The paper presents a novel approach to size-aware compression of 3D Gaussians, focusing on fine-grained mixed precision quantization to optimize file size while maximizing visual quality. The authors propose a framework that includes several key components: the selection of a base model (ScaffoldGS), a compression framework (MesonGS), and a size estimator.
优点
(1) This is a well-written paper. (2) The proposed method is compared with various methods. The experiments are complete and convincing (3) Some visualizations are helpful to understand.
缺点
(1)Lack of FPS comparisons
问题
(1)In line 202, how do you obtain the average important score of anchors in detail?

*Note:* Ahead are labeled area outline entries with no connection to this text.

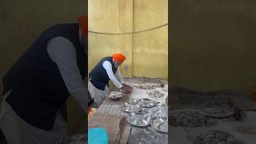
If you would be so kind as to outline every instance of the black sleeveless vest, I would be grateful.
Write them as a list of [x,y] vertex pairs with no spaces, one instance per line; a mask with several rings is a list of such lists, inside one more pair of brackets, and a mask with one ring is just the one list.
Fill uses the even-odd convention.
[[49,28],[3,78],[4,94],[12,90],[6,102],[18,115],[35,127],[52,130],[58,110],[70,96],[56,63],[47,53],[47,42],[54,37],[69,39],[75,47],[77,66],[82,78],[87,75],[86,47],[81,46],[78,31],[78,24]]

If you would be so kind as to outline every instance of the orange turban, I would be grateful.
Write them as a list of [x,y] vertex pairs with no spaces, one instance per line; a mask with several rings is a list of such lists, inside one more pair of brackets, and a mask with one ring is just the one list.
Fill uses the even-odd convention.
[[122,62],[126,59],[126,57],[122,54],[114,54],[112,57],[118,62]]
[[84,35],[84,37],[87,37],[88,35],[88,16],[82,15],[80,16],[78,19],[79,28]]

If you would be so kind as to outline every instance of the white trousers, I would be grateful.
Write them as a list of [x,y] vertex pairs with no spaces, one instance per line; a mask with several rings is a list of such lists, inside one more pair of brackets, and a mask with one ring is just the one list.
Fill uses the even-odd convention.
[[98,106],[100,106],[106,98],[106,94],[109,93],[109,88],[107,86],[105,86],[104,90],[101,90],[96,88],[90,81],[88,82],[88,90],[94,102],[97,103]]
[[0,126],[8,144],[56,144],[66,136],[67,123],[59,111],[53,130],[34,127],[21,118],[6,102],[10,93],[11,90],[4,95],[0,114]]

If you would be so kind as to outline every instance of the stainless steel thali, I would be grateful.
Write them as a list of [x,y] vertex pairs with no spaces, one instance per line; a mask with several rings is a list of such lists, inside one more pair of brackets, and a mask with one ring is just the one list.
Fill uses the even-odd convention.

Thank you to all reviewers and the Area Chair for your thoughtful and detailed feedback on our submission. We are very grateful for the time and effort each of you has dedicated to evaluating our work. Your insights have provided us with valuable directions to improve our research. After careful consideration, we have decided to withdraw the paper in order to address these suggestions more comprehensively. We look forward to using this feedback to refine our work and hope to submit an improved version in the future. Thank you again for your invaluable support and constructive input.